Pediu muitas vezes que se fizessem exorcismos mas, como julgassem que não deviam atender aos seus pedidos, ela mesma, voltando-se para o inimigo com o rosto inflamado, exclamou: 'Espíritos perversos, ordeno-vos que entreis no lugar que vos está destinado, aliás, desgraçados de vós! Acuso-vos ao meu bom Deus'.” Depois, voltada para a sua Mãe Celeste, começou a dizer: 'Minha Mãe, encontro-me em poder do demônio que me fere, me flagela, trabalha por me arrancar das mãos de Jesus. Não, não, Jesus, não me abandoneis, ser-vos-ei fiel. Ó minha Mãe, pedi a Jesus por mim. De noite, estou só, cheia de terror, oprimida e como que ligada em todas as potências da alma e em todos os sentidos do corpo, sem me poder mexer. Viva Jesus'!

De tempos a tempos, o Divino Mestre vinha reanimar-lhe a coragem e sossegá-la, fazendo-lhe sentir a sua doce presença e dizendo-lhe algumas palavras: 'Minha filha, por que é que, em vez de te entristeceres com as perseguições do inimigo, não aumentas a tua esperança em Mim?

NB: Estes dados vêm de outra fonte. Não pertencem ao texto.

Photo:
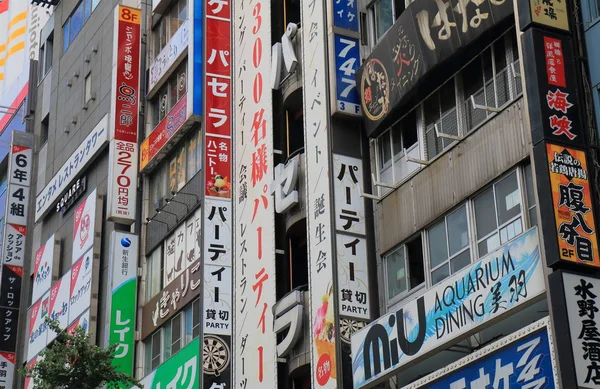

Humilha-te sob a minha poderosa mão, não te deixes abater pelas tentações. Resiste sempre, sem desânimo, e, se a tentação perseverar, persevera também na resistência; a luta levar-te-á à vitória'. 

Outras vezes era o Anjo da Guarda que vinha confortá-la. Mas estes momentos felizes duravam pouco, em breve a sua alma recaía nas trevas e o tentador aparecia de novo, mais furioso que nunca. Deste modo se passavam, para a pobre donzela, os dias, as semanas, os meses. Que exemplo admirável de resignação e que motivo de salutar receio para nós, que não temos os méritos de Gemma, na hora terrível da morte!

Excertos da obra 'Gema Galgani, Virgem de Luca', do Pe. Germano de Santo Estanislau, tradução do Pe. Matos Soares, 1923).